Information gain: The information gain is used to decide which function to divide into at each step of the tree construction. Simplicity is the best, that's why we want our tree to be small. To do it, in each step we must choose the division that results in the purest child nodes. A commonly used measure of purity is called information.

For each node in the tree, the information value measures how much information a characteristic gives us about the class. The division with the highest information gain will be taken as the first division and the process will continue until all secondary nodes are pure or until the information gain is 0.

15051screenshot20110-1797590

The algorithm calculates the information gain for each division and the division that gives the highest information gain value is selected.

We can say that in Information Gain we are going to calculate the average of all entropy as a function of the specific division.
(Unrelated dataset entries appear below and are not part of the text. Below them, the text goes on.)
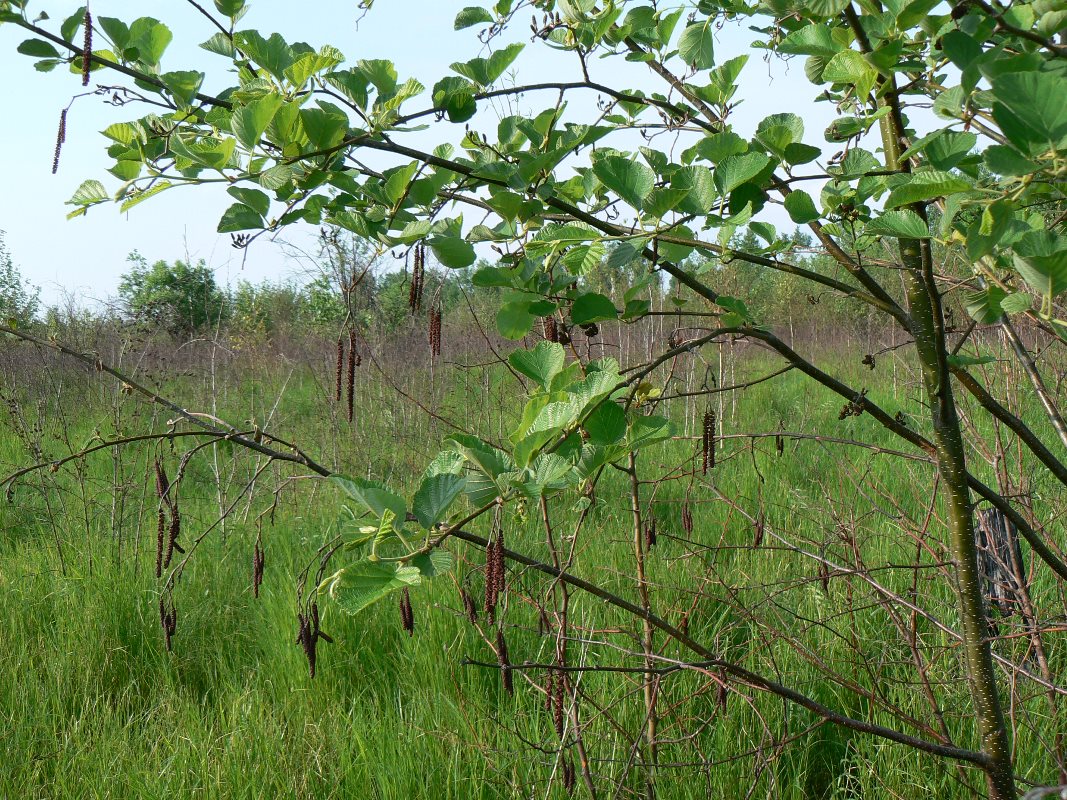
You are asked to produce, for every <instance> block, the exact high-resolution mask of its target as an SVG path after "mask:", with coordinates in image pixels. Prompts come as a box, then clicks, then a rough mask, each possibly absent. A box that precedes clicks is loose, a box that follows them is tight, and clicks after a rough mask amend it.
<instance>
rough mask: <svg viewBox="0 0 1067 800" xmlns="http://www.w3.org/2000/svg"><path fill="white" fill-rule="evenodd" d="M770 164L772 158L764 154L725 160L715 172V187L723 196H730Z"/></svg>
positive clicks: (727, 158)
mask: <svg viewBox="0 0 1067 800" xmlns="http://www.w3.org/2000/svg"><path fill="white" fill-rule="evenodd" d="M769 163H770V157H769V156H767V155H765V154H763V153H746V154H744V155H739V156H730V157H729V158H726V159H723V160H722V161H721V162H720V163H719V165H718V169H717V170H716V171H715V186H717V187H718V189H719V192H720V193H721V194H728V193H729V192H732V191H733V190H734V189H736V188H737V187H739V186H740V185H742V183H744V182H746V181H748V180H751V179H752V178H754V177H755V176H757V175H759V174H760V173H761V172H763V170H764V169H765V167H766V166H767V164H769Z"/></svg>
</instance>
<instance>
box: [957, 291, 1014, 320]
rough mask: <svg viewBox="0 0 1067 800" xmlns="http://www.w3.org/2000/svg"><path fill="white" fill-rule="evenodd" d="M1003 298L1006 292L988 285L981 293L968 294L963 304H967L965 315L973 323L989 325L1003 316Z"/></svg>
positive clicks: (1004, 296)
mask: <svg viewBox="0 0 1067 800" xmlns="http://www.w3.org/2000/svg"><path fill="white" fill-rule="evenodd" d="M1005 297H1007V292H1005V291H1004V290H1003V289H1001V288H1000V287H999V286H996V285H992V284H990V285H989V286H987V287H986V288H985V289H983V290H981V291H972V292H968V293H967V294H966V295H965V298H964V302H965V303H966V304H967V313H968V314H969V315H971V317H972V318H973V319H974V321H975V322H981V323H982V324H984V325H989V324H992V323H993V322H997V321H998V320H999V319H1000V318H1001V317H1003V316H1004V309H1003V308H1002V307H1001V301H1002V300H1003V299H1004V298H1005Z"/></svg>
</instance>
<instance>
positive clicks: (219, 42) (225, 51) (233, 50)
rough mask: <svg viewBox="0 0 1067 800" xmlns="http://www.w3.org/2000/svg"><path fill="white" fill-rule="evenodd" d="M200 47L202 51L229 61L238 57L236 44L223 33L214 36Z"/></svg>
mask: <svg viewBox="0 0 1067 800" xmlns="http://www.w3.org/2000/svg"><path fill="white" fill-rule="evenodd" d="M200 46H201V49H202V50H207V51H208V52H213V53H216V54H218V55H223V57H225V58H227V59H233V58H234V57H236V55H237V48H236V47H234V43H233V42H232V41H230V38H229V36H227V35H226V34H225V33H223V32H222V31H219V32H218V33H216V34H214V35H212V36H211V38H209V39H208V41H207V42H202V43H201V45H200Z"/></svg>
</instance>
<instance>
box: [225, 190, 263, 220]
mask: <svg viewBox="0 0 1067 800" xmlns="http://www.w3.org/2000/svg"><path fill="white" fill-rule="evenodd" d="M226 193H227V194H228V195H229V196H230V197H234V198H236V199H239V201H240V202H241V203H243V204H244V205H246V206H250V207H251V208H252V209H253V210H254V211H255V212H256V213H257V214H259V215H260V217H266V215H267V212H268V211H270V197H268V196H267V195H266V194H264V193H262V192H260V191H259V190H258V189H245V188H242V187H236V186H234V187H230V188H229V189H227V190H226Z"/></svg>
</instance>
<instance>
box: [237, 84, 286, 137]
mask: <svg viewBox="0 0 1067 800" xmlns="http://www.w3.org/2000/svg"><path fill="white" fill-rule="evenodd" d="M281 106H282V98H281V96H280V95H276V94H269V95H266V96H265V97H260V98H259V99H257V100H252V101H251V102H249V103H248V105H245V106H238V107H237V108H235V109H234V113H233V116H232V117H230V126H232V128H233V131H234V135H235V137H237V141H238V142H240V143H241V146H242V147H244V148H245V149H250V150H251V149H252V148H253V147H255V146H256V145H257V144H258V143H259V140H260V139H261V138H262V135H264V133H265V132H266V131H267V128H268V126H270V123H271V121H272V119H273V118H274V114H275V113H276V112H277V110H278V108H280V107H281Z"/></svg>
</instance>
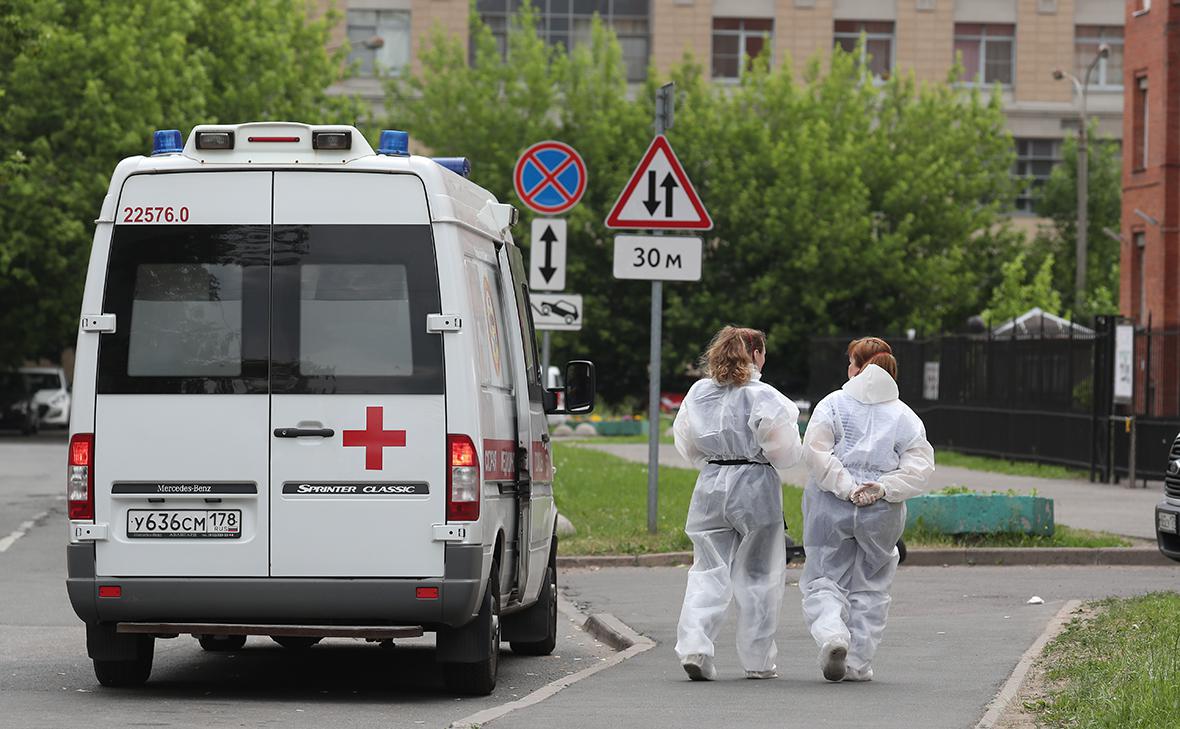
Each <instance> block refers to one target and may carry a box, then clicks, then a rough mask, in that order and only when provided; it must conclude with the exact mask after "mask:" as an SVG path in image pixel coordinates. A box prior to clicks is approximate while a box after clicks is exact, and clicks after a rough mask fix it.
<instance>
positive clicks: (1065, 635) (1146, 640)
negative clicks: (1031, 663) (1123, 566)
mask: <svg viewBox="0 0 1180 729" xmlns="http://www.w3.org/2000/svg"><path fill="white" fill-rule="evenodd" d="M1090 606H1092V607H1094V609H1095V610H1096V615H1094V617H1092V618H1089V619H1076V618H1075V619H1074V620H1073V622H1070V623H1069V625H1068V626H1067V628H1066V630H1064V631H1063V632H1062V633H1061V635H1060V636H1057V638H1055V639H1054V641H1053V642H1050V643H1049V645H1047V646H1045V650H1044V656H1043V661H1044V662H1047V665H1048V671H1047V675H1045V678H1047V682H1048V684H1049V687H1048V688H1049V691H1048V698H1045V700H1042V701H1038V702H1034V703H1030V704H1028V709H1030V710H1033V711H1035V712H1036V714H1038V715H1040V716H1041V718H1042V720H1043V721H1044V722H1045V723H1047V724H1048V725H1050V727H1099V728H1110V729H1115V728H1117V729H1136V728H1142V729H1148V728H1151V729H1155V728H1159V727H1175V725H1178V722H1180V595H1176V593H1175V592H1154V593H1152V595H1146V596H1142V597H1135V598H1129V599H1126V598H1112V599H1106V600H1101V602H1099V603H1094V604H1092V605H1090Z"/></svg>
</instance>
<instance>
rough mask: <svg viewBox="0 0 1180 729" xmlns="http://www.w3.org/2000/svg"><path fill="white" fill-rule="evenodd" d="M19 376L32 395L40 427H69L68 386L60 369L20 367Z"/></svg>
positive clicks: (42, 367)
mask: <svg viewBox="0 0 1180 729" xmlns="http://www.w3.org/2000/svg"><path fill="white" fill-rule="evenodd" d="M20 374H22V375H24V376H25V380H26V381H27V382H28V388H30V390H32V393H33V407H34V408H37V411H38V414H39V425H40V427H42V428H45V427H60V428H65V427H68V426H70V386H68V385H67V383H66V373H65V370H64V369H61V368H60V367H21V368H20Z"/></svg>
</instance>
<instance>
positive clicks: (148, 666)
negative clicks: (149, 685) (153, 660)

Sv = Total sample after division as in F2 there is 6 Yes

S = Total sample as in F1 = 9 + 5 = 14

Now calculating the information gain:

73175screenshot20113-2733588

This way, the algorithm will do this for n number of divisions, and the gain of information for the division that is greater is going to take to build the decision tree.

The higher the value of the information gain of the division, the greater the probability that it will be selected for the particular division.

Gini impurity:

The Gini impurity is a measure used to construct decision trees to determine how the characteristics of a data set should divide the nodes to form the tree. More precisely, the Gini impurity of a data set is a number between 0-0,5, indicating the probability that new and random data will be misclassified if they are assigned a random class label according to the distribution of classes in the data set.

Entropy vs Impurity of Gini

The maximum entropy value is 1, while the maximum Gini impurity value is 0,5.

Like the Gini Impurit

In this article, we have covered a lot of details about the decision tree, how it works and the math behind it, attribute selection measures such as Entropy, Information gain, Gini impurity with its formulas and how the machine learning algorithm solves it.

At this stage, I hope you got an idea about the decision tree, one of the best machine learning algorithms to solve a classification problem.

Like new, I advise you to learn these techniques and understand their implementation and then implement them in your models.

for better understanding, see https://scikit-learn.org/stable/modules/tree.html

The media shown in this article is not the property of Analytics Vidhya and is used at the author's discretion.

Subscribe to our Newsletter

We will not send you SPAM mail. We hate it as much as you.